S'agissant de la quantité d'informations transmises, le verdict, lui, est tombé : moins de 1 bit par seconde, soit, en moyenne, 130 bits par chant. Un score a priori modeste (dans une conversation humaine, chaque mot comprend en moyenne 10 bits d'information), mais qui ne permet pas d'en déduire la moindre conclusion. Un moulin à paroles peut parfaitement brasser du vent et un locuteur économe de sa salive délivrer des informations capitales. Pour l'heure, le sens des messages échangés entre cétacés reste donc un mystère. Autant que l'on sache, le gros des conversations concerne la sélection de partenaires sexuels à la saison des amours, la localisation des ressources alimentaires et le signalement de prédateurs. Mais plusieurs dizaines de millions d'années d'évolution et d'adaptation au milieu marin incitent à penser que ce système de communication ne se réduit pas à des échanges basiques autour des thèmes de la nourriture et de la reproduction. Et justement, les révélations sur la puissance du chant des baleines ouvrent de nouvelles perspectives pour percer enfin le contenu de ces communications qui mettent en échec les biologistes marins depuis un demi-siècle.

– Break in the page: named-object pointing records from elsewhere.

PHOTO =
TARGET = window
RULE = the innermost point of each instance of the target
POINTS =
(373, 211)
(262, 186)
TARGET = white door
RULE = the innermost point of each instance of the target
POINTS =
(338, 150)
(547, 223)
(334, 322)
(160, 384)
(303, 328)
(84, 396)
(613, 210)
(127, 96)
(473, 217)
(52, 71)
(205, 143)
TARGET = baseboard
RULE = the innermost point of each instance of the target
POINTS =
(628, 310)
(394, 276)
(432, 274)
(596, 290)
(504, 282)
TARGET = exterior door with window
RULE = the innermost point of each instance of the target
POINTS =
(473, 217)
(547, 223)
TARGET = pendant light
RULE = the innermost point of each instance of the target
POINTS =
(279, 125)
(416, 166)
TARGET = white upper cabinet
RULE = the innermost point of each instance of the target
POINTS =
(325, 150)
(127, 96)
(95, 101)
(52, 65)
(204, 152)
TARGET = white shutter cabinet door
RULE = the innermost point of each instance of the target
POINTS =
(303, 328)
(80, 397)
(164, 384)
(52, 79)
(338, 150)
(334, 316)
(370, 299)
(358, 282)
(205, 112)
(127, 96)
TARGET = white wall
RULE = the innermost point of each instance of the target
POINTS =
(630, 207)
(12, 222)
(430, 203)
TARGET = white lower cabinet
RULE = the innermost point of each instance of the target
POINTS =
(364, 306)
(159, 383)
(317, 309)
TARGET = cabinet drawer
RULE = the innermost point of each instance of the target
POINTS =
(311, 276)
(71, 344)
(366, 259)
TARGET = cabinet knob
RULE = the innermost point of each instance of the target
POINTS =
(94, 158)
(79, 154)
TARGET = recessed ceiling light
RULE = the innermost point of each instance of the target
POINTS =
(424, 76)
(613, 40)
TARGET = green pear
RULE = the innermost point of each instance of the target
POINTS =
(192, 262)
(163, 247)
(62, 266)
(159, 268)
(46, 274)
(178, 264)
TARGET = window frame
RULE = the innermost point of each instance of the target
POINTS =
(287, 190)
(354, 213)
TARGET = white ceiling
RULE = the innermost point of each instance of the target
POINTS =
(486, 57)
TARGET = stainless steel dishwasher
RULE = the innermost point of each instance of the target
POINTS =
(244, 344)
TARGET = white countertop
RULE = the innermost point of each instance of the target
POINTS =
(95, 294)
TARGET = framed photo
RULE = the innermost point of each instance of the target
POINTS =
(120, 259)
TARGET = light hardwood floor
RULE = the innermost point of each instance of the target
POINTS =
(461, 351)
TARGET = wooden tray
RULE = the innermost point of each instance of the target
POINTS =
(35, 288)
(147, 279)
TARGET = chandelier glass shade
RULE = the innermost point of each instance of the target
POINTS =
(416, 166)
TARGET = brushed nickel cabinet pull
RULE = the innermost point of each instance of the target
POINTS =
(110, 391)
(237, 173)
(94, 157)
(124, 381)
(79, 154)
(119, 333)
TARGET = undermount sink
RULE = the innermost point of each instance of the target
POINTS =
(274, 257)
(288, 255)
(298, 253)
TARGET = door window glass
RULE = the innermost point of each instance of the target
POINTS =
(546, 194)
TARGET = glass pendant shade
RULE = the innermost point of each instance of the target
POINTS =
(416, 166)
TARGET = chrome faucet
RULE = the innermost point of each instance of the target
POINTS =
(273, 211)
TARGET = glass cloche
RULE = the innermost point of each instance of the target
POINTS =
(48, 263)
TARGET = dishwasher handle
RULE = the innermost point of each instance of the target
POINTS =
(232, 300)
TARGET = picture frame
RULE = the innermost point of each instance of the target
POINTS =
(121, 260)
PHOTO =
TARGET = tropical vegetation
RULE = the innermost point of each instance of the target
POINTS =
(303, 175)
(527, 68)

"Nous avons jusqu'à présent commis l'erreur d'étudier les signaux acoustiques tels qu'ils sont émis, 'à la source', dans l'intégralité de leur spectre, et non tels que leurs destinataires les reçoivent, c'est-à-dire dans les basses fréquences, concède Michel André. Or, la pression, la température et la salinité de l'eau déforment en particulier les hautes fréquences. Pour communiquer entre elles à plusieurs milliers de kilomètres de distance, les baleines utilisent donc des basses fréquences."
Où chercher la solution de l'énigme ? Sans doute du côté du seul paramètre à ne pas subir d'altération d'un bout à l'autre d'un océan : le rythme. Autrement dit, chaque baleine posséderait son propre "tempo", reconnaissable entre tous. L'information serait encodée dans une structure rythmique singulière que les autres membres de l'espèce apprendraient à reconnaître, comme Michel André a pu le démontrer chez les cachalots en 2000 : "Chaque cachalot produit des clics à une cadence donnée, comme tout joueur de tam-tam joue de son instrument non de manière aléatoire, mais en élaborant des combinaisons de rythme originales, qui permettent aux autres musiciens de l'identifier". Une hypothèse de travail, s'agissant des baleines à fanons, qui reste à valider expérimentalement. Idem pour les ondes acoustiques qu'utiliseraient ces géantes à la manière d'un sonar. "À l'instar des dauphins et des cachalots, elles semblent émettre des signaux sonores en direction d'une cible, en capter l'écho, et en déduire des informations sur sa forme et sa nature", commente le chercheur. Une écholocalisation qui expliquerait les impressionnants "slaloms" qu'effectuent ces grands animaux entre les montagnes sous-marines éloignées les unes des autres de plusieurs centaines de kilomètres. Ainsi, les baleines, pour naviguer au long cours et arriver à bon port, se situeraient-elles sur le fond des océans en construisant une image mentale de leur environnement.